Escribir a diario, dejando deslizar mis dedos por sus teclas es algo vital en mi vida diaria, tan importante como respirar. Siento que respiro a través de las ideas que agrupo en mi mente, aunque necesite después darles un formato palpable en hojas.

Me gustas, eres el compañero de muchas horas, facilitas una labor placentera, compartes conmigo el gusto que significa escribir todas las cosas que me pasan por la mente, pero aún así necesito tener entre mis manos una hoja de papel.

Es que no puedo prescindir de tocar las palabras impresas para sentir las vibraciones que de ellas salen.

Las horas del día en las que me dedico a escribir son aquellas en que no estoy para el mundo, soy solo silencio y concentración. Salgo de mi casa, salgo de mí ser, voy flotando por encima de las cosas que están a mí alrededor, disfrutando del inmenso placer de la creación de palabras hechas con la unión de las letras. Pura magia.

La verdad es que mientras estamos juntos divirtiéndonos, los minutos no llegan a transformarse en horas, el tiempo solamente deja de existir.

A veces me enfado contigo, pues son muchas las ocasiones en que te pones poco colaborador y aunque yo escriba las palabras correctas, tú las transforma en frases confusas. No haces lo que te digo, lo que te pido. Haces lo que más te apetece en aquél momento y creas historias que no me agradan, frases inconexas, párrafos atrapados en medio de relatos sin sentido. Y así me haces salir fuera de ti, me haces huir por culpa de la impotencia de saber no poder controlarte.

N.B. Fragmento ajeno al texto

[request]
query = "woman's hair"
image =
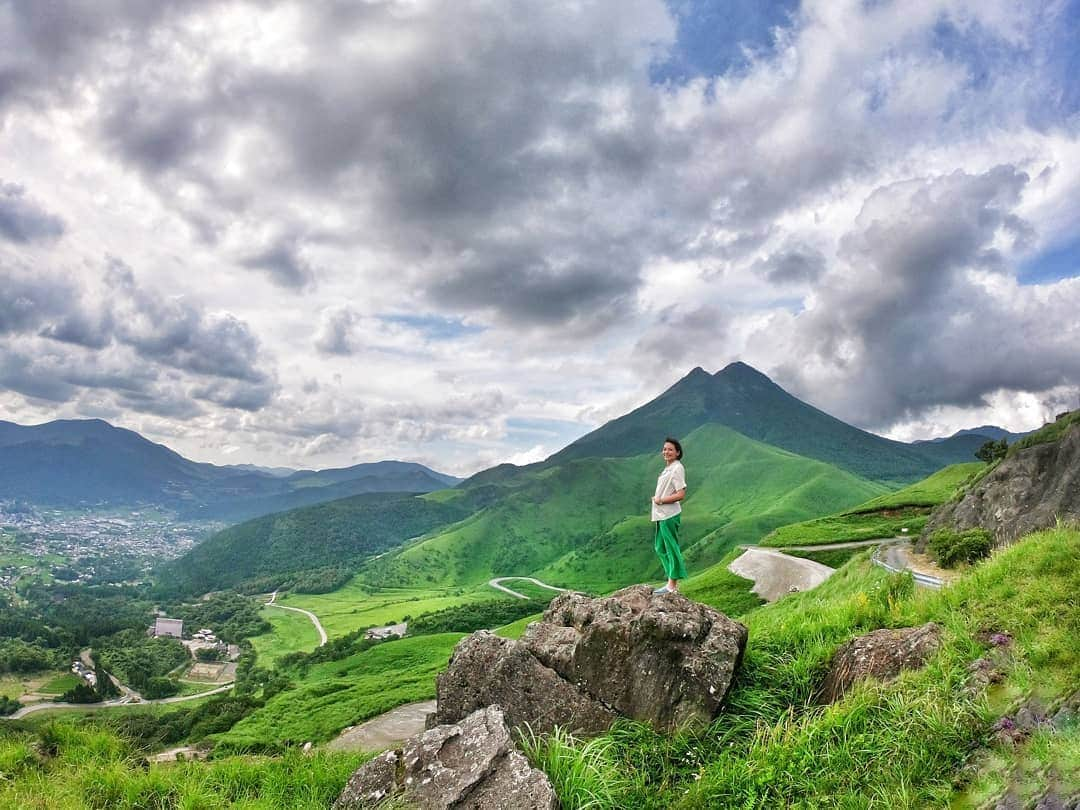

Doy vueltas por la casa, por el jardín, conduzco el coche por las calles sin darme cuenta de dónde estoy y hacia dónde voy.

Cuando entro finalmente en casa, encuentro cerrada la puerta del despacho, pues no quiero oírte, mirarte, no quiero estar cerca de ti. Me refugio en la cocina, preparo un café mientras intento salir de mi asombro, controlar mi indignación frente a tamaño atrevimiento.

Y cuando me siento con coraje suficiente, dejo que mis pasos me conduzcan de nuevo a ti. Me recibes con entereza y no permites que empiece con lamentaciones.

Coges mis manos y me obligas a tocarte, primero lentamente, después de una forma vertiginosa y de esta manera hacemos las paces.

Escribo y finalmente veo mis ideas expuestas en una pantalla, veo que tú me entiendes y “que, al final, todo” lo anterior ha servido como una llamada de atención para hacer más y mejor.

Te doy las gracias, te beso.

Somos compañeros y cómplices.

Me despido de ti, mi ordenador personal, me voy ahora con el sol, y volveré cuando él vuelva también.